I wouldn’t even know where to begin. Perhaps the “easiest” step would be procuring the milk, but first I have to figure out where some cows are, and I can’t just go up to them and start tugging on their utters, and besides, I would have to YouTube how to do it right — YouTube in general can get you far, but I think it still hasn’t contradicted the point of Read’s essay 65 years ago. But then what about the pasteurization process? Granted, there are those who drink — and have legally fought for the right — milk raw, but no thank you!

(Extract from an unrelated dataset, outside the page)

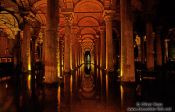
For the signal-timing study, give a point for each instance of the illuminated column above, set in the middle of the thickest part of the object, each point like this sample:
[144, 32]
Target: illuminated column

Beyond that, from scratch figuring out how to bring together all the necessary equipment and ingredients to make the cereal itself. Even a few ingredient cereal is still going to be time-intensive, if you have reasonable access to them. Then there is the process to make the spoon and the bowl to eat it with. Going as basic as you can on this — perhaps forgetting about the spoon and using your mouth! — with a clay-based ceramic bowl instead of a plastic one or more advanced clay techniques, such as silicon carbide, that is still, as you may notice the reoccurring theme here, time-intensive!
Imagine how much time it takes just to create one bowl of cereal for one person dong it on their own. It’s madness. To peel back the layers upon layers and interconnected processes involved, most of whom aren’t even aware of the other (in other words, the bowl-makers don’t care about the spoon-makers who don’t care about what General Mills is doing, but they nevertheless depend on each other for optimal product use!), and you can see the issue. And I sure as hell ain’t interested in killing the cow and turning it into a juicy hamburger.
The division of labor, specialization, capital accumulation, all the these things, make it possible so that most of the things I utilize and interact with on a daily basis are immeasurably easier to access, freeing me up to ponder these things, to write fiction, to read poetry, to watch movies, to read a book and so on. It’s a pathway to culture in that sense, but I digress.
Read’s essay is obviously better and I highly recommend it, but if you take anything away from this (other than that cereal is delicious!), then let me end on the same G.K. Chesterton quote Read used, “We are perishing for want of wonder, not for want of wonders.”
Never cease to wonder, even about something as basic as a pencil or a bowl of cereal.